Eine typische Begemann-Anekdote. Der Hamburger ist Songwriter, Sänger und Gitarrist, aber vor allem erstklassiger Entertainer. Es gibt Künstler:innen, von denen man sagt, ihre Lieder seien schlauer als sie selbst. Bei Bernd Begemann ist das nicht der Fall. Er ist gebildeter als die Figuren seiner Songs, lustiger sowieso. Ständig liefert er knackige Zitate; man muss ihm nur ein Stichwort hinwerfen und er hört gar nicht mehr auf, Disney-Serien zu loben, sich über aktuelle Debatten zu wundern („Gegen kulturelle Aneignung hatte ich immer eine ästhetische Barriere. Ich höre gern Blues, finde es aber falsch, wenn weiße Typen zeigen, wie viele Töne sie spielen können.“) oder über das Goethe-Institut zu lästern („Die haben mich noch nie zu etwas eingeladen, obwohl ich den Scheiß erfunden habe! Ich habe die deutsche Sprache zu einer Zeit aufrechterhalten, als sie wirklich unter Beschuss stand.“).

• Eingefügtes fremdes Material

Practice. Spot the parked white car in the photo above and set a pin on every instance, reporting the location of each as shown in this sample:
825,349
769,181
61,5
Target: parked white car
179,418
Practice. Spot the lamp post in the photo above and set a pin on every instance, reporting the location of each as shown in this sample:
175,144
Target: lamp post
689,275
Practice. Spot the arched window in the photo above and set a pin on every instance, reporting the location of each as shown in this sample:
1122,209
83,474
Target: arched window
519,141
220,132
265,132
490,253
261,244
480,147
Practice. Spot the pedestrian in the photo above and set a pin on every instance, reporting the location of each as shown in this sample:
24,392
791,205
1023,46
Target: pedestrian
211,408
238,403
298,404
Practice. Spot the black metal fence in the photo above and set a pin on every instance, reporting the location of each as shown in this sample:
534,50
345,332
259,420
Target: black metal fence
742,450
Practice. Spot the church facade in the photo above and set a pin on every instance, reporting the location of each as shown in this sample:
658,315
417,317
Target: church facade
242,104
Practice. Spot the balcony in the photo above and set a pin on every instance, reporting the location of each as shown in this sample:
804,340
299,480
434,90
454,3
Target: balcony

Es ist ein milder Herbsttag in einer Wohngegend unweit des Niendorfer Geheges. Begemann serviert Vanille- schnitten und Baumkuchen, dazu Roibuschtee. An der Wand in seiner Dreizimmerwohnung sind handgeschriebene Songtexte mit Wäscheklammern an einem Drahtseil befestigt. Daneben hängt ein Triptychon mit Röntgenbildern seines Brustkorbs („Mein persönliches Memento mori“). „Den Scheiß erfunden“ – da hat Bernd Begemann, gerade 60 geworden, gar nicht so sehr übertrieben. Seine Karriere begann zu einer Zeit, als die Neue Deutsche Welle gerade abebbte und Pop auf Deutsch oftmals mit Schlager gleichgesetzt wurde. „Heute machen alle Liveshows, sogar Gärtner“, sagt Begemann und schaufelt löffelweise Honig in seinen Tee. „Damals war es viel schwerer, mit Konzerten Geld zu verdienen. Ich bin zwei Mal wieder heimgeschickt worden, als ich als Solokünstler kam. Ich könne doch nicht wie Heino auftreten, hieß es dann.“

Begemann, geboren 1962, wuchs in Ostwestfalen-Lippe auf. Als Teenager interessierte er sich für Punk und traf auf Gleichgesinnte. Bernadette La Hengst, Jochen Distelmeyer und Frank Spilker hießen die prominentesten, Distelmeyer gründete später die Band „Blumfeld“, Spilker „Die Sterne“. Nach dem Umzug an die Elbe sprach man von der „Hamburger Schule“, einer Bewegung, die sich weniger über einen ähnlichen Sound als über eine gemeinsame Haltung definierte. Man war links, aber nicht aktivistisch, man war intellektuell, gab sich aber genügsam. Und schrammelte gern minutenlang auf zwei Akkorden herum.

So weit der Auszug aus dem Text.